Sorry, I should have explained. With most posts, there are enough details and examples that when I summarize the post for the newsletter, I’m quite confident that I got the details mostly right. This post was short enough that I wasn’t confident this was true, so I pasted it here to make sure I wasn’t changing the meaning too much.
I suppose you could think of this as a suggestion on how to express the ideas more clearly to me/the audience of the newsletter, but I think that’s misleading. It’s more that I try to use consistent language in the newsletter to make it easier for readers to follow, and the language you use is different from the language I use. (For example, you have short words like “human safety problems” for a large class of concepts, each of which I explain out in full sentences with examples.)
Good point, added it in the newsletter summary.
Hmm, that’s what I was trying to say. I’ve changed the last sentence of that paragraph to:
But if the idealized humans begin to have different preferences from real humans, then the AI system should ignore the “corrupted” values of the real humans.
My interpretation of how the term is used here and elsewhere is that idealized humans are usually in themselves, and when we ignore costs, worse than real ones. For example, they could be based on predictions of human behavior that are not quite accurate, or they may only remain sane for an hour of continuous operation from some initial state. They are only better because they can be used in situations where real humans can’t be used, such as in an infinite HCH, an indirect normativity style definition of AI goals, or a simulation of how a human develops when exposed to a certain environment (training). Their nature as inaccurate predictions may make them much more computationally tractable and actually available in situations where real humans aren’t, and so more useful when we can compensate for the errors. So a better term might be “abstract humans” or “models of humans”.
If these artificial environments with models of humans are good enough, they may also be able to bootstrap more accurate models of humans and put them into environments that produce better decisions, so that the initial errors in prediction won’t affect the eventual outcomes.
Perhaps Wei Dai could clarify, but I thought the point of idealized humans was to avoid problems of value corruption or manipulation, which makes them better than real ones.

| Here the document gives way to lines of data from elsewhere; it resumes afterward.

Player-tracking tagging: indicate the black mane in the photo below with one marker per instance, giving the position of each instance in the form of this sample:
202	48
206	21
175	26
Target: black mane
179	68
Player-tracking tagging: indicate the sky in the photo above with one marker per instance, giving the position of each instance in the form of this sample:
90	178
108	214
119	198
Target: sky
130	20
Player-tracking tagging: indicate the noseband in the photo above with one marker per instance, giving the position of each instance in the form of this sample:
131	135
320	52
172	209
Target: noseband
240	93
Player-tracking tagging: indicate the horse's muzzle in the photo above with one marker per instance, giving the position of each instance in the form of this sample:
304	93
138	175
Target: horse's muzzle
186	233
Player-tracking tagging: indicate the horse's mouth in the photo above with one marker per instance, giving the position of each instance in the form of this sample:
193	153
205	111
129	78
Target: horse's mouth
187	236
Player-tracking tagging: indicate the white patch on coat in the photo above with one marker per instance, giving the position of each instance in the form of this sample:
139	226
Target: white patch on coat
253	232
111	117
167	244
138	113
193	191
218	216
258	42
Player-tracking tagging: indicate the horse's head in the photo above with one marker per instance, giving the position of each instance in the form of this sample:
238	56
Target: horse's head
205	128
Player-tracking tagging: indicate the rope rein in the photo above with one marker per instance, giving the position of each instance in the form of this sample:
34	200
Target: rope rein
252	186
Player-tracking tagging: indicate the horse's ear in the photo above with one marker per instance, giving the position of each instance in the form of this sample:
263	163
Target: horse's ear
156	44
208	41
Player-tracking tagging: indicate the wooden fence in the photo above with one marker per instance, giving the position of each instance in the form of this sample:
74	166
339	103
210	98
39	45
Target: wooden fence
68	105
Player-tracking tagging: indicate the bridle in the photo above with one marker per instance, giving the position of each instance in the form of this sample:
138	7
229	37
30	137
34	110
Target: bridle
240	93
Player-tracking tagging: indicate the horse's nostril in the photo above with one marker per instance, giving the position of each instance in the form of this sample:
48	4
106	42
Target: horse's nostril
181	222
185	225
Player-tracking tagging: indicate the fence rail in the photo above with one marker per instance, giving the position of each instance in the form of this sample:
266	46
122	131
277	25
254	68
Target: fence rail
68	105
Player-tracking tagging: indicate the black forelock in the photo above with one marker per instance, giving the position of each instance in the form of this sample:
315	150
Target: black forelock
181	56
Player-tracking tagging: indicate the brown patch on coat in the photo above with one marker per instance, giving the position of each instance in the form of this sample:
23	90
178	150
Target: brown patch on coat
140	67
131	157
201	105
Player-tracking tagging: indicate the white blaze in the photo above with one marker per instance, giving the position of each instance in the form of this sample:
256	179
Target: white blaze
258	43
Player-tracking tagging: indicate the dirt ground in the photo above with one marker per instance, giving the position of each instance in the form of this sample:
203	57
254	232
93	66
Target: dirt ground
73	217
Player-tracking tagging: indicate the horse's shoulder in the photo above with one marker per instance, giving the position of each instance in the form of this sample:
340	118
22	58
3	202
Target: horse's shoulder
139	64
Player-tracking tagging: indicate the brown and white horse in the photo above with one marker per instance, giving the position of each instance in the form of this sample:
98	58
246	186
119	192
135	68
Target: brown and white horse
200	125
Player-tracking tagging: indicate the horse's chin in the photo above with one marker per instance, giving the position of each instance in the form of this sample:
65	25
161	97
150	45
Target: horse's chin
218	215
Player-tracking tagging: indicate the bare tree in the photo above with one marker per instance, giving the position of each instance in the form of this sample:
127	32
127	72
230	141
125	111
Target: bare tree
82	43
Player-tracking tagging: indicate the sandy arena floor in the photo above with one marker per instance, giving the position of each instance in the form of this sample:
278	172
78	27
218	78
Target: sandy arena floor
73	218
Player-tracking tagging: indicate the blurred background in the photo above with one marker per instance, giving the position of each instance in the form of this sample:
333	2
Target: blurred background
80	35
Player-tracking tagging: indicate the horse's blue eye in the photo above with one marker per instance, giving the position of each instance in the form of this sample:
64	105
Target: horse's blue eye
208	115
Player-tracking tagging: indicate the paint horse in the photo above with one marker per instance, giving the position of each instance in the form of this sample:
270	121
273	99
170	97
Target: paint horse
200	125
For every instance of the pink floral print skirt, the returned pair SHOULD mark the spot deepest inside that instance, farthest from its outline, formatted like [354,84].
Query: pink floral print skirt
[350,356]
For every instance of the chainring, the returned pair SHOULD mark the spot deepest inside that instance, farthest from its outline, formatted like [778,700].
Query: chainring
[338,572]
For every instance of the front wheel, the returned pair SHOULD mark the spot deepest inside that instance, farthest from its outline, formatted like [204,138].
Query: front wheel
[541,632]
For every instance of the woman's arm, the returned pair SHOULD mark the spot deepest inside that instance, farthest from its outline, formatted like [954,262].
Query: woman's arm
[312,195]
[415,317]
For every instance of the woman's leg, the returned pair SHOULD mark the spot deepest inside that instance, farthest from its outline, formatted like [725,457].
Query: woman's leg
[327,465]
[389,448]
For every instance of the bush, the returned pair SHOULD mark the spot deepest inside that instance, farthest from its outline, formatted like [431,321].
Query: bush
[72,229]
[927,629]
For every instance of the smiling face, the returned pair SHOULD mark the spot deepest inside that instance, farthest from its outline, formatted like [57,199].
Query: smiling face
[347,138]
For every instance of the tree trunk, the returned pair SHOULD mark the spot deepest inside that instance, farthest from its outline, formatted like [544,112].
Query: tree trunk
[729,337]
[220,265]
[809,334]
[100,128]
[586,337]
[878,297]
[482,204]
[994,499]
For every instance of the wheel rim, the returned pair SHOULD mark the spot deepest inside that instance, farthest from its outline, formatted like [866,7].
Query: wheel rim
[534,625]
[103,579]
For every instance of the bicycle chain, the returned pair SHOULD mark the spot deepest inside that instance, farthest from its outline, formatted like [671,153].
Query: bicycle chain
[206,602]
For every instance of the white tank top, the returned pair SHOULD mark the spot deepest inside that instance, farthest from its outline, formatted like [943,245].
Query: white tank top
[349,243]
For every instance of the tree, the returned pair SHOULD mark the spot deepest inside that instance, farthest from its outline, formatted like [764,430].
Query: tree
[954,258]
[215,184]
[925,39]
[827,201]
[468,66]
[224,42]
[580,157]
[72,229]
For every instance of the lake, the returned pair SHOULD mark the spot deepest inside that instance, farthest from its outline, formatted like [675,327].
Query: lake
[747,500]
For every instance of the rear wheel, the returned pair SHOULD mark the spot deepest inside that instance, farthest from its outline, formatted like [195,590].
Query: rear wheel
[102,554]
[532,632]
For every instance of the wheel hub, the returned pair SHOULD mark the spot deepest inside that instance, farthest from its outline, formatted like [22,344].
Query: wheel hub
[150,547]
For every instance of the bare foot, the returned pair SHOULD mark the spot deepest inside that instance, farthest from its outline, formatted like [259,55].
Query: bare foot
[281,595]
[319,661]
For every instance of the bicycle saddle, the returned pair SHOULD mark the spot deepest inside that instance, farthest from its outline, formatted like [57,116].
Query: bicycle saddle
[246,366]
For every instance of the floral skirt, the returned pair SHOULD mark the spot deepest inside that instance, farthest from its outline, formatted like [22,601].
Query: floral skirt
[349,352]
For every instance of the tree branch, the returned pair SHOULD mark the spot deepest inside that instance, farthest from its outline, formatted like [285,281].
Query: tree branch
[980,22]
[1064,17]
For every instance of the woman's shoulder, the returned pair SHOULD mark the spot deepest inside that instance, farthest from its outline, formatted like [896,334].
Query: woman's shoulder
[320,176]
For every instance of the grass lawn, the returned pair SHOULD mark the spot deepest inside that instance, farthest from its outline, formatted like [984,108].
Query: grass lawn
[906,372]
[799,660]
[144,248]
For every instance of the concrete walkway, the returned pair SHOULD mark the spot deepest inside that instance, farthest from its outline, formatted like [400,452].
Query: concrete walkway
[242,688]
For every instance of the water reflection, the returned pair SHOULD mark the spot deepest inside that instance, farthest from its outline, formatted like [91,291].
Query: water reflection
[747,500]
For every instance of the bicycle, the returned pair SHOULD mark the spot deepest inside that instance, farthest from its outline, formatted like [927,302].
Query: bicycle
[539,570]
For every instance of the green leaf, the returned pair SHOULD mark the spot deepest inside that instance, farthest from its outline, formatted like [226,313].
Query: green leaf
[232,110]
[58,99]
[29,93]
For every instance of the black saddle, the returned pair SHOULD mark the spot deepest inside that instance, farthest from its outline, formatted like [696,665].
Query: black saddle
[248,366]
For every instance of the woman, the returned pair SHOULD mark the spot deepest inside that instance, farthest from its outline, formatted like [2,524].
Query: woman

I agree that idealized humans have the benefit of making things like infinite HCH possible, but that doesn’t seem to be a main point of this post.
Among other things, yes.
This framing loses the distinction I’m making. More useful when taken together with their environment, but not necessarily better in themselves. These are essentially real humans that behave better because of environments where they operate and lack of direct influence from the outside world, which in some settings could also apply to the environment where they were raised. But they share the same vulnerabilities (to outside influence or unusual situations) as real humans, which can affect them if they are taken outside their safe environments. And in themselves, when abstracted from their environment, they may be worse than real humans, in the sense that they make less aligned or correct decisions, if the idealized humans are inaccurate predictions of hypothetical behavior of real humans.
Yeah, I agree with all of this. How would you rewrite my sentence/paragraph to be clearer, without making it too much longer?